Another common definition is:
$$f(g(I)) = g(f(I))\,.$$
I however used potentially different $G$ and $G'$ because sometimes $f(.)$ and $g(.)$ do not lie in the same domain. This happens for instance in multivariate statistics (see e.g. Equivariance and invariance properties of multivariate quantile and related functions, and the role of standardisation).
But here, the uniqueness of the mapping between $g$ and $g'$ allows to get back to the original transformation $g$.
Often, people use the term invariance because the equivariance concept is unknown, or everybody else uses invariance, and equivariance would seem more pedantic.
For the record, other related notions (esp. in maths and physics) are termed covariance, contravariance, differential invariance.
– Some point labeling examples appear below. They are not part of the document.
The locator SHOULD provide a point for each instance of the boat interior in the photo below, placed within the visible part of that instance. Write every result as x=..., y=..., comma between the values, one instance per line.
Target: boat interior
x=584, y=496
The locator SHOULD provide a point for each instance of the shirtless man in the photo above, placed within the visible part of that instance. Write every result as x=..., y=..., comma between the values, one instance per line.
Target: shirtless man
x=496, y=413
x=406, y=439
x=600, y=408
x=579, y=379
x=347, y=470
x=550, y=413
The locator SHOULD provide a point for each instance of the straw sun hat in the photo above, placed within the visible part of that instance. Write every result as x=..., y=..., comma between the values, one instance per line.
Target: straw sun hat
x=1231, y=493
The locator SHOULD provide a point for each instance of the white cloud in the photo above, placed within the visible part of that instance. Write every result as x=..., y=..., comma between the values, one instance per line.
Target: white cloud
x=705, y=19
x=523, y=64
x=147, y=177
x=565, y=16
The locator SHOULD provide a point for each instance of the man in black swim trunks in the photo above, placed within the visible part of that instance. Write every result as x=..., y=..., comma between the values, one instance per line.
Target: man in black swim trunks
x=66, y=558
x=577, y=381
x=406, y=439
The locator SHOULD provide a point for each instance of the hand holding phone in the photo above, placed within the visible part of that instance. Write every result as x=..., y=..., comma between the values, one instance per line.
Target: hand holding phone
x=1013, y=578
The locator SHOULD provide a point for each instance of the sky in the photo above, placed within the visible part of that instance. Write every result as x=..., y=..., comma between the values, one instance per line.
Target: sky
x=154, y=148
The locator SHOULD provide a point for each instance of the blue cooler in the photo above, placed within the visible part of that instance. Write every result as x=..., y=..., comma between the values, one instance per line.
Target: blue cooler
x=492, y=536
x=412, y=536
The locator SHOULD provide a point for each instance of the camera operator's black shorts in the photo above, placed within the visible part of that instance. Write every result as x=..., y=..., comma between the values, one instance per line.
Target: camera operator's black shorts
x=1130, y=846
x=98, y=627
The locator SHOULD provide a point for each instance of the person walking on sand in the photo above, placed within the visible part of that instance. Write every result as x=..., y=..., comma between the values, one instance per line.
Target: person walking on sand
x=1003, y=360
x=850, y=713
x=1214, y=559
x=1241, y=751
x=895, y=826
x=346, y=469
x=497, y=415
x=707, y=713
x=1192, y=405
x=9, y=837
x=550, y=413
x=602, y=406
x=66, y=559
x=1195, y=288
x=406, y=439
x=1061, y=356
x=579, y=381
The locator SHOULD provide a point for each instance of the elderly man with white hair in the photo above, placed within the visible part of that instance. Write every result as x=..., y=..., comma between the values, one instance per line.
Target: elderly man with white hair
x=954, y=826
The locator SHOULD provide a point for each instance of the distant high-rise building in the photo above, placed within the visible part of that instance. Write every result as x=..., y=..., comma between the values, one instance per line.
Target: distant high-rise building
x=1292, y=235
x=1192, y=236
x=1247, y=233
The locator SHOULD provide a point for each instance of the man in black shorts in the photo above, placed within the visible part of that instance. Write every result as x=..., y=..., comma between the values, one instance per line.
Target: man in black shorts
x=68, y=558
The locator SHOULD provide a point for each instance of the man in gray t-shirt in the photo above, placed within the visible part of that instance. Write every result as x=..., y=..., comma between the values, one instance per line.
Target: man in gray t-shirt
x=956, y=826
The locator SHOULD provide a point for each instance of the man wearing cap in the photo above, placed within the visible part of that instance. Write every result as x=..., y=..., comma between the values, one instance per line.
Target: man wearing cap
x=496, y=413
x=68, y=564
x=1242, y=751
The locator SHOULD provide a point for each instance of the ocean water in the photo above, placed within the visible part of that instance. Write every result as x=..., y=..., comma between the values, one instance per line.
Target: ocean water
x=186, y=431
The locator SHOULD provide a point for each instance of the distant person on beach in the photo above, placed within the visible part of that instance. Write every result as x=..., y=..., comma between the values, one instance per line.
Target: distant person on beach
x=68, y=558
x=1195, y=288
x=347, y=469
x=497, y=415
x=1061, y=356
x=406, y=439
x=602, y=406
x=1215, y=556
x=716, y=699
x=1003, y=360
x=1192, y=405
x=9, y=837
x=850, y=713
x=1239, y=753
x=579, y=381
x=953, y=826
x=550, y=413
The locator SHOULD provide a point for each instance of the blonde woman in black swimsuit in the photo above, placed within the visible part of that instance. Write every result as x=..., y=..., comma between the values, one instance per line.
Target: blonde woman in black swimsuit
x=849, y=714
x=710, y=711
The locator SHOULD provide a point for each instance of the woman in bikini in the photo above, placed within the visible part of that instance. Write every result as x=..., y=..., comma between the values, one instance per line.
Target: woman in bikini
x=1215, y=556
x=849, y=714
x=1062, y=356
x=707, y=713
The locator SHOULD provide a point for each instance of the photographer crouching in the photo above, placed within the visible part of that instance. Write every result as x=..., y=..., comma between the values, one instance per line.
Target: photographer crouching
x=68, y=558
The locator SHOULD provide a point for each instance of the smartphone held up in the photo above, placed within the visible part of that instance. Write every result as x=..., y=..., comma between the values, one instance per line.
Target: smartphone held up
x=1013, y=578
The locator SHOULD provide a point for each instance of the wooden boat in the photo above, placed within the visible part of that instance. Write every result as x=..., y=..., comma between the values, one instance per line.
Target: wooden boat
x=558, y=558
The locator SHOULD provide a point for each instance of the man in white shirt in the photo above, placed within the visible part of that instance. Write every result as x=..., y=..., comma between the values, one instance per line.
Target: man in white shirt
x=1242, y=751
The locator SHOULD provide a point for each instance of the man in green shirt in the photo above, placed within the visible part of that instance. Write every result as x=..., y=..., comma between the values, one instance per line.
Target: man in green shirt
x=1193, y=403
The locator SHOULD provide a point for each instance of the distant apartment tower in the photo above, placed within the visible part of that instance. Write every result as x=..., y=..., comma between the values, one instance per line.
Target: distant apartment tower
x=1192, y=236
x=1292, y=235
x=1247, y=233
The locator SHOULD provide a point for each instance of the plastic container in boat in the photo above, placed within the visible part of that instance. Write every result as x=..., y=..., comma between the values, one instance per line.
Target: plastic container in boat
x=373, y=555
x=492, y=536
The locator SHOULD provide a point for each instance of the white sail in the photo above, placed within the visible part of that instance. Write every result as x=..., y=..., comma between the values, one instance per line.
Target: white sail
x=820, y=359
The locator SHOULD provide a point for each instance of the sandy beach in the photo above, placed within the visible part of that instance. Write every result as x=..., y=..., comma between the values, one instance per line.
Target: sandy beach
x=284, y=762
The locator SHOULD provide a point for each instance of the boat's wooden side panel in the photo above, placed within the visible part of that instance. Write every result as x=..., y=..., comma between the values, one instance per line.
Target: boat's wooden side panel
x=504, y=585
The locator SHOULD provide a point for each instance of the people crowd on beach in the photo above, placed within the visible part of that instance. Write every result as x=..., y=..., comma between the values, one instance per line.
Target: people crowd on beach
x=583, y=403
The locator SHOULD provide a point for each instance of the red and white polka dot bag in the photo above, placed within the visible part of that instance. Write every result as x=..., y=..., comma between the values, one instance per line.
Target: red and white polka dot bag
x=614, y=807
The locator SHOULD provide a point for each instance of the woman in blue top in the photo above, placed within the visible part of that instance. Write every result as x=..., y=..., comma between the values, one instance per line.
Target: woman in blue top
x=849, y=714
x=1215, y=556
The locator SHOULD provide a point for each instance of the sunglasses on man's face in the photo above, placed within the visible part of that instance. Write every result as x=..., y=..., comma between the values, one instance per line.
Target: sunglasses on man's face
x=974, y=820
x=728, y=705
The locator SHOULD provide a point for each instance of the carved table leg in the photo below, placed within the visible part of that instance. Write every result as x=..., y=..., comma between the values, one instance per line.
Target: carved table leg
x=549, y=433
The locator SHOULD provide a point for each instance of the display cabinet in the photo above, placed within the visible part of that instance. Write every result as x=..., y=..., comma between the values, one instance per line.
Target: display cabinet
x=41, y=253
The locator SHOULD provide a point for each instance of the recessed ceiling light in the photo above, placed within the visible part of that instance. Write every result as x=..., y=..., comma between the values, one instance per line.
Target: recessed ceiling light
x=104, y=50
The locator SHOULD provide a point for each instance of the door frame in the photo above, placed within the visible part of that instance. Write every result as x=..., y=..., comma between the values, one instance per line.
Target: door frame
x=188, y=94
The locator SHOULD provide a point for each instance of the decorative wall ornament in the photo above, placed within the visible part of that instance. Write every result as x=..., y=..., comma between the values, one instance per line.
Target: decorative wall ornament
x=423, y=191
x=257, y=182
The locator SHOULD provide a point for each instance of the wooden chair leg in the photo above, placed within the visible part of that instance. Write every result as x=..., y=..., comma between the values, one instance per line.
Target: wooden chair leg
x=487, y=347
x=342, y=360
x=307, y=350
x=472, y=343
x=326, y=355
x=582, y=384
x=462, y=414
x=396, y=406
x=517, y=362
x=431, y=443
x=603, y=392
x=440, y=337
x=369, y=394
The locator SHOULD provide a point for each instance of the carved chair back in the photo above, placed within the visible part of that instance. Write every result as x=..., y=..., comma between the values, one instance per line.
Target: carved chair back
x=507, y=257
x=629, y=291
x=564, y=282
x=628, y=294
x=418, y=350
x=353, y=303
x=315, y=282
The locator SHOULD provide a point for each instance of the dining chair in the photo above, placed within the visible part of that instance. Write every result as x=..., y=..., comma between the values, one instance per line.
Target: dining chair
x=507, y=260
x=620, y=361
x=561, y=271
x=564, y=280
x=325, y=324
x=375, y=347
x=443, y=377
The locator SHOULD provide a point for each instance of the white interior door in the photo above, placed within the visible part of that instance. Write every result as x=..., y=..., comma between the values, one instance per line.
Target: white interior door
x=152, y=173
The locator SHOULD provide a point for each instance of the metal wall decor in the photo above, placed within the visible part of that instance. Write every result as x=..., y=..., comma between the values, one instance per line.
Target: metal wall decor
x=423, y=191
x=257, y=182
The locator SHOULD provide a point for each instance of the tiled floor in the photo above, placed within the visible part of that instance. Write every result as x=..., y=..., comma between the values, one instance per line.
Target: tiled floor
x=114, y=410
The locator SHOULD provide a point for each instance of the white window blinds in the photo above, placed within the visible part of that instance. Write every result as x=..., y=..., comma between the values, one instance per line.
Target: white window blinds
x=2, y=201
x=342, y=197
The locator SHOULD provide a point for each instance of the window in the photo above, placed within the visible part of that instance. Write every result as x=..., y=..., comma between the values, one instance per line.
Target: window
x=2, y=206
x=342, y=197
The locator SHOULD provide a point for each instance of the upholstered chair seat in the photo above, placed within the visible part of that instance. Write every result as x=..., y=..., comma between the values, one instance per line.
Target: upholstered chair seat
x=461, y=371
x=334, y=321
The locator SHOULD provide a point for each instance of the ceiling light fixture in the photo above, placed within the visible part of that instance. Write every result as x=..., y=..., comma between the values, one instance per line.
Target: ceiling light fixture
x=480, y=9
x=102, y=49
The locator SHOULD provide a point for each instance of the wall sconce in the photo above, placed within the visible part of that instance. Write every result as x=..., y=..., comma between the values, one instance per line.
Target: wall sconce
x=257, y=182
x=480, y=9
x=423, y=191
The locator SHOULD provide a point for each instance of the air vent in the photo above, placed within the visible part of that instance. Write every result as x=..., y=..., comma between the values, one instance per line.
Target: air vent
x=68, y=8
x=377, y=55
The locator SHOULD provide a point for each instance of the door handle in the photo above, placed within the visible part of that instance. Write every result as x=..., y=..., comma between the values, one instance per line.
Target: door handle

In addition, translation-invariance, as least approximate, or in envelope, has been a quest for several signal and image processing tools. Notably, multi-rate (filter-banks) and multi-scale (wavelets or pyramids) transformations have been design in the past 25 years, for instance under the hood of shift-invariant, cycle-spinning, stationary, complex, dual-tree wavelet transforms (for a review on 2D wavelets, A panorama on multiscale geometric representations). The wavelets can absorb a few discrete scale variations. All theses (approximate) invariances often come with the price of redundancy in the number of transformed coefficients.
But they are more likely to yield shift-invariant, or shift-equivariant features.